Thereupon she and Madame De Rosa nodded to him and left him bowing on his doorstep. They walked away in the direction of the Batignolles station. When they had heard the door of the house shut, Madame De Rosa spoke.
'You are splendid, my dear,' she said with admiration. 'But take care! To play with Logotheti is like balancing a volcano on the tip of your nose while you juggle with the world, the flesh and the devil—you know what I mean—the man who keeps a cannon-ball, an empty bottle and a bit of paper all going at once with one hand. I am afraid Logotheti will do something unexpected, to upset all our plans.'
'He had better not!' answered Margaret, drooping her lids; and her eyes flashed, and her handsome lips pouted a little.
CHAPTER XVII
Margaret, it is sad to relate, was much less concerned about the two men who were in love with her than is considered becoming in a woman of heart. She confessed to herself, without excess of penitence, that she had flirted abominably with them both, she consoled her conscience with the reflection that they were both alive and apparently very well, and she put all her strength, which was great, into preparing for her début.
Men never love so energetically and persuasively as when they are fighting every day for life, honour or fame, and are already on the road to victory; but a woman's passion, though true and lasting, may be momentarily quite overshadowed by the anticipation of a new hat or of a social battle of uncertain issue. How much more, then, by the near approach of such an event as a first appearance on the stage!
Logotheti bribed the doorkeeper at the small theatre where Margaret was rehearsing. Whenever there was a rehearsal he was there before her, quite out of sight in the back of a lower box, and he did not go away until he was quite sure that she had left. He knew women well enough to be certain that if anything could make Margaret wish to see him it would be his own strict observance of her request not to show himself; and in the meantime he enjoyed some moments of keen delight in watching her and listening to her. He felt something of the selfish pleasure which filled that King of Bavaria who had a performance of Lohengrin given for himself alone. But the pleasure was not unmixed, nor was the delight unclouded.
Even Schreiermeyer had given up coming to the rehearsals, for he was now sure of Margaret's success and had passed on to other business. In the dim stalls there appeared only the shabby relations and rather gorgeous friends of the other members of the company. There was the young painter who loved the leading girl of the chorus, there was the wholesale upholsterer who admired the contralto, and a little apart there was the middle-aged great lady who entertained a romantic and expensive passion for the tenor.
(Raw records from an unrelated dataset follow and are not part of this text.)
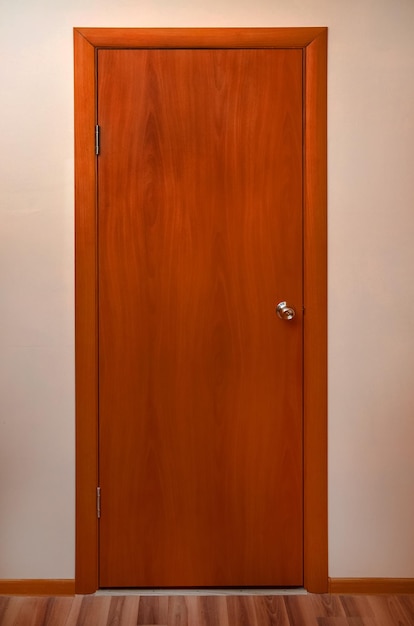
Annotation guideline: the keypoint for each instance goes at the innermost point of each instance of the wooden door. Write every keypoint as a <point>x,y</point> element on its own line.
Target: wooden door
<point>200,383</point>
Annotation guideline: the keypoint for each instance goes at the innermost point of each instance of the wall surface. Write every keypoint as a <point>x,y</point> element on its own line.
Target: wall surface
<point>371,261</point>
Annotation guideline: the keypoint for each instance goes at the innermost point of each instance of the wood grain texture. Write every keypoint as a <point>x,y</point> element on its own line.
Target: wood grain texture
<point>371,585</point>
<point>200,37</point>
<point>311,610</point>
<point>316,307</point>
<point>86,330</point>
<point>86,42</point>
<point>200,236</point>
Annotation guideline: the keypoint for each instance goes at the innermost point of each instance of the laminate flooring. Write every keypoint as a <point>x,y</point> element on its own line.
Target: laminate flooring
<point>289,610</point>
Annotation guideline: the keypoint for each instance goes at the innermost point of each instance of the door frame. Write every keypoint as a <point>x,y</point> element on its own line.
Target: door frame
<point>313,42</point>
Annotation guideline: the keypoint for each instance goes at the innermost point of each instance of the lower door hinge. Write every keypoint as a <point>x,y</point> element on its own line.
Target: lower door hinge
<point>97,139</point>
<point>98,502</point>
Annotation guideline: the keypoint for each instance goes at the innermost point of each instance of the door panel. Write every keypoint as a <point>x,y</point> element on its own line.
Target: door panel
<point>200,384</point>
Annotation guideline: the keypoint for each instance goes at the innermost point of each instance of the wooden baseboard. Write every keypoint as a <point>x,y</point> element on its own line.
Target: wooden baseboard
<point>37,587</point>
<point>371,585</point>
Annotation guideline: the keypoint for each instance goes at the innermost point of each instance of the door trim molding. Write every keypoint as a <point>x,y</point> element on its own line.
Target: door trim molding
<point>313,42</point>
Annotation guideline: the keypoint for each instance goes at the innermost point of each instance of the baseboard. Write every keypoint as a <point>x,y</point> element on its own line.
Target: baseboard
<point>371,585</point>
<point>37,587</point>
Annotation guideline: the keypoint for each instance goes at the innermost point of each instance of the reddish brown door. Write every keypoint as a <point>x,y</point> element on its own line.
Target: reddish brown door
<point>200,392</point>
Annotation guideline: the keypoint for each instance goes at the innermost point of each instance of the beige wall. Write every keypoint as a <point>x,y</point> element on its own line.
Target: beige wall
<point>371,262</point>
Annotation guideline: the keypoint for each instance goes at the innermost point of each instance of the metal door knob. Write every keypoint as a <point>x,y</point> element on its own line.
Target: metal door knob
<point>285,312</point>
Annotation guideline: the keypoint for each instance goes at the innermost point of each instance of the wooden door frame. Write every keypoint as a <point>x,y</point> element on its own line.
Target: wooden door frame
<point>313,42</point>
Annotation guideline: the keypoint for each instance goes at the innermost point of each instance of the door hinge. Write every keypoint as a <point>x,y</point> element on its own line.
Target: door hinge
<point>97,139</point>
<point>98,502</point>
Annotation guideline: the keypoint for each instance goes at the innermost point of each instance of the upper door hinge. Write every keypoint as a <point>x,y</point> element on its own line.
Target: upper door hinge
<point>97,139</point>
<point>98,502</point>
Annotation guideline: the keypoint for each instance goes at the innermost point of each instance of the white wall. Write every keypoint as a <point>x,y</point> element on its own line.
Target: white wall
<point>371,262</point>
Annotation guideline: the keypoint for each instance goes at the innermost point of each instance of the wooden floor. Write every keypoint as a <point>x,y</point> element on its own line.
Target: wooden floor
<point>292,610</point>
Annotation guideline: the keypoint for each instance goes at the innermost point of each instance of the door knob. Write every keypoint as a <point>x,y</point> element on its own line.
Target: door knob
<point>285,312</point>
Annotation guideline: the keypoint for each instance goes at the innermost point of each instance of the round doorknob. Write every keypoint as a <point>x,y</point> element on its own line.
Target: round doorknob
<point>285,312</point>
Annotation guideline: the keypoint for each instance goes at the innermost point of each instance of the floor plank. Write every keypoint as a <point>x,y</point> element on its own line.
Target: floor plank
<point>191,610</point>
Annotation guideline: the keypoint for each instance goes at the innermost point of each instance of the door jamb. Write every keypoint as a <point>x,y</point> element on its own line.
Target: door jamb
<point>313,42</point>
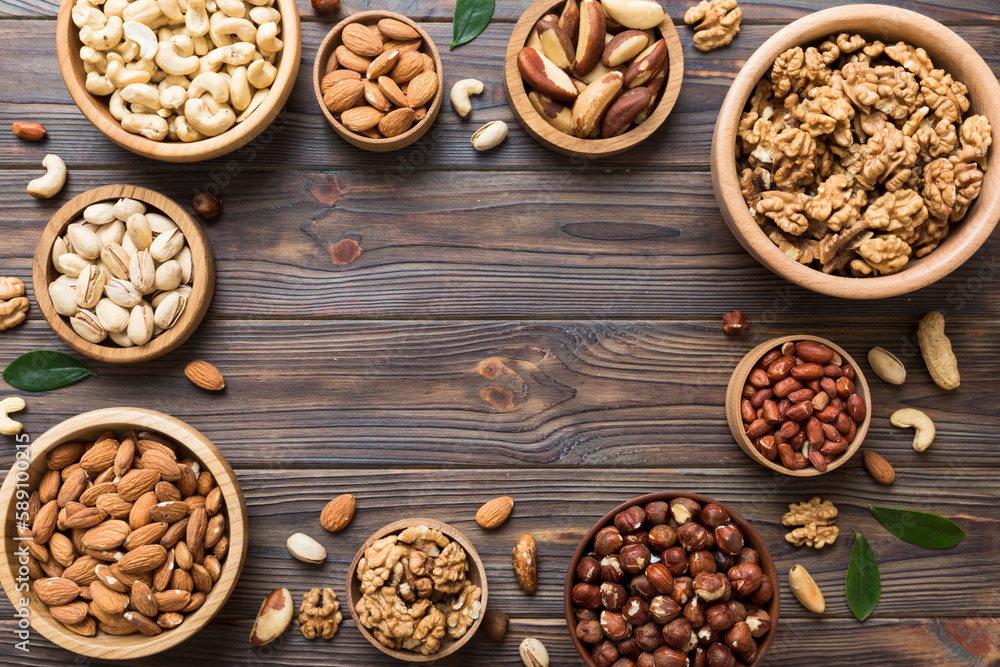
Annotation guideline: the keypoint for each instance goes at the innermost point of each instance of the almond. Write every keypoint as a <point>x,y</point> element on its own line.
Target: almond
<point>338,513</point>
<point>495,512</point>
<point>879,468</point>
<point>205,375</point>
The tenor was a young Italian, who was something between a third-rate poet and a spoilt child when he was in love and was as cynical as Macchiavelli when he was not, which was the case at present, at least so far as the middle-aged woman of the world was concerned. His friends could always tell the state of his affections by the way he sang in Rigoletto. When he was hopelessly in love himself, he sang 'La donna è mobile' with tears in his voice, as if his heart were breaking; when, on the contrary, he knew that some unhappy female was hopelessly in love with him, he sang it with a sort of laugh that was diabolically irritating. At the present time he seemed to be in an intermediate state, for he sometimes sang it in the one way and sometimes in the other, to the despair of the poor foolish lady in the stalls. The truth was that at irregular intervals he felt that he was in love with Margaret.
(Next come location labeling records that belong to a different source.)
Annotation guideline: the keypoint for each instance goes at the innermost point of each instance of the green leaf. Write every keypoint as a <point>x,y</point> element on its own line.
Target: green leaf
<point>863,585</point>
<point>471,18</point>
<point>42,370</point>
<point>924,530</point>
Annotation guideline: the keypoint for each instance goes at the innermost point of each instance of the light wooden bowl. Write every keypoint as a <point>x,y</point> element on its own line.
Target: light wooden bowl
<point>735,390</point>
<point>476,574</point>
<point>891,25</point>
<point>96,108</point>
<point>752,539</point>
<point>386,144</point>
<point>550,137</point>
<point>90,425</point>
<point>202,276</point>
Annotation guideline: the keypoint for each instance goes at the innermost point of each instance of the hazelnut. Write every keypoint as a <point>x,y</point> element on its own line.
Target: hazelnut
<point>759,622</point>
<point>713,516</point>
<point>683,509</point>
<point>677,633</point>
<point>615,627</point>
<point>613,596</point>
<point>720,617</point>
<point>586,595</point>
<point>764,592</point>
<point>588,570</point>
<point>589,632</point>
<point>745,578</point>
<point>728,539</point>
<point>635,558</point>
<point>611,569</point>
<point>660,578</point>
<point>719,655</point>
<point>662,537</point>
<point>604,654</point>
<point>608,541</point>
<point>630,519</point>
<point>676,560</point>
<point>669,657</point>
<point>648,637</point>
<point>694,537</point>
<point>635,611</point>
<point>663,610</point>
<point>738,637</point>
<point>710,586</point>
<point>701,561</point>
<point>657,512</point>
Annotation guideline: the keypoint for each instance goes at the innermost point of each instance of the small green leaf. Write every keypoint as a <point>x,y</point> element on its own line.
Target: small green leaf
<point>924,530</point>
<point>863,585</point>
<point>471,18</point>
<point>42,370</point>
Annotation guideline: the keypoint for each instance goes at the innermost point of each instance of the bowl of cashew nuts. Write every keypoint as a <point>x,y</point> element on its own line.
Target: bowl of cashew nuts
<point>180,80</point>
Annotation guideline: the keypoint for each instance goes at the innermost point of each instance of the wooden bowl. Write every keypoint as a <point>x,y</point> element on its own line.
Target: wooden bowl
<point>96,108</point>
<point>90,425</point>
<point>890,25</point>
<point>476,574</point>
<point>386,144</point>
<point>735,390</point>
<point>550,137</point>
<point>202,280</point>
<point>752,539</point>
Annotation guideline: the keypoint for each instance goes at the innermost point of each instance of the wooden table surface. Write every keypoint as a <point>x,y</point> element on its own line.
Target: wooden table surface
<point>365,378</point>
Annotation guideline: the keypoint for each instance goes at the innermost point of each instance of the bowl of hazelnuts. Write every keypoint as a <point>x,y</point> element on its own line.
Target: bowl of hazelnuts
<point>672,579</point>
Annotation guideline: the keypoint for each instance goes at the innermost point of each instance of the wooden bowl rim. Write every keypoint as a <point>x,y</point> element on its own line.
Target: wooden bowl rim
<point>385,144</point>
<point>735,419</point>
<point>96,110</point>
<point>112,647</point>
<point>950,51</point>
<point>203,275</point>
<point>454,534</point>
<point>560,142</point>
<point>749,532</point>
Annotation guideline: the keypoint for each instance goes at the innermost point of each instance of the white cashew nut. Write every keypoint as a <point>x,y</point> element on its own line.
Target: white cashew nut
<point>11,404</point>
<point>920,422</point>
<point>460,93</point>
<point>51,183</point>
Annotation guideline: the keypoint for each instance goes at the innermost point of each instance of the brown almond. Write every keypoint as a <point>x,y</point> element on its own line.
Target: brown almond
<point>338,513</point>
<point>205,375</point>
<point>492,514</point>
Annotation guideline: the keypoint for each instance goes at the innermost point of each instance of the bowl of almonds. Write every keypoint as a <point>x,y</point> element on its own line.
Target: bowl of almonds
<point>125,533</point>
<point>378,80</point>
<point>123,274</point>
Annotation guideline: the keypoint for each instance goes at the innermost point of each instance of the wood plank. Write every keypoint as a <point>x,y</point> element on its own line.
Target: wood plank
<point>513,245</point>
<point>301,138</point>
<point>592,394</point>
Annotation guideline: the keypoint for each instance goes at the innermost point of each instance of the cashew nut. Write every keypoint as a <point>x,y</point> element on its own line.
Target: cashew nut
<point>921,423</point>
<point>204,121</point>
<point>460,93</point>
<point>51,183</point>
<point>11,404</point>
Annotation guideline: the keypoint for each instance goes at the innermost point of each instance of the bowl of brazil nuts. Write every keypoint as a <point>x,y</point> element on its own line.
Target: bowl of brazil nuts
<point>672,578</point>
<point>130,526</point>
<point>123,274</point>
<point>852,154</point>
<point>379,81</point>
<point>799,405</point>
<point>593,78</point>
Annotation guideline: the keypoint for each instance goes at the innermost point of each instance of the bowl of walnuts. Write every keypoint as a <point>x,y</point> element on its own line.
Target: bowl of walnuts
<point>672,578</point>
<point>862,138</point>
Leading singers are very rarely attracted by each other. Perhaps that is because they receive such a vast amount of adulation which pleases them better, and of course there have been famous instances of the contrary, such as Mario and Grisi. As a rule singers do not meet much except at the theatre; it is only during rehearsals that they have a chance of talking, and then, as everybody knows, they show the worst side of themselves and are often in a very bad temper indeed.
Margaret had not reached that stage yet, for she had met with no disappointments and could not complain of her manager, and moreover she was not at all above learning what she could from her fellow-artists. She was therefore popular with them in spite of the fact that she was a lady born. They overlooked that, because she could sing, and the tenor only remembered it when he tried to patronise her a little. He had often sung with Melba, and she did this or that, and he had sung with Bonanni and knew exactly how she sang the difficult passages, and he reeled off the precepts and practice of half-a-dozen other lyric sopranos, giving Margaret to understand that he was willing and able to teach her a good deal. But she only smiled kindly, and did precisely what Madame De Rosa told her to do, seeing that the little Neapolitan had taught most of them what they knew. It was clear that Margaret could not be patronised, and the other members of the company liked her the better for it, because the tenor patronised them all and gave them to understand that they were rather small fry compared with a man who could hold the high C and walk off the stage with it.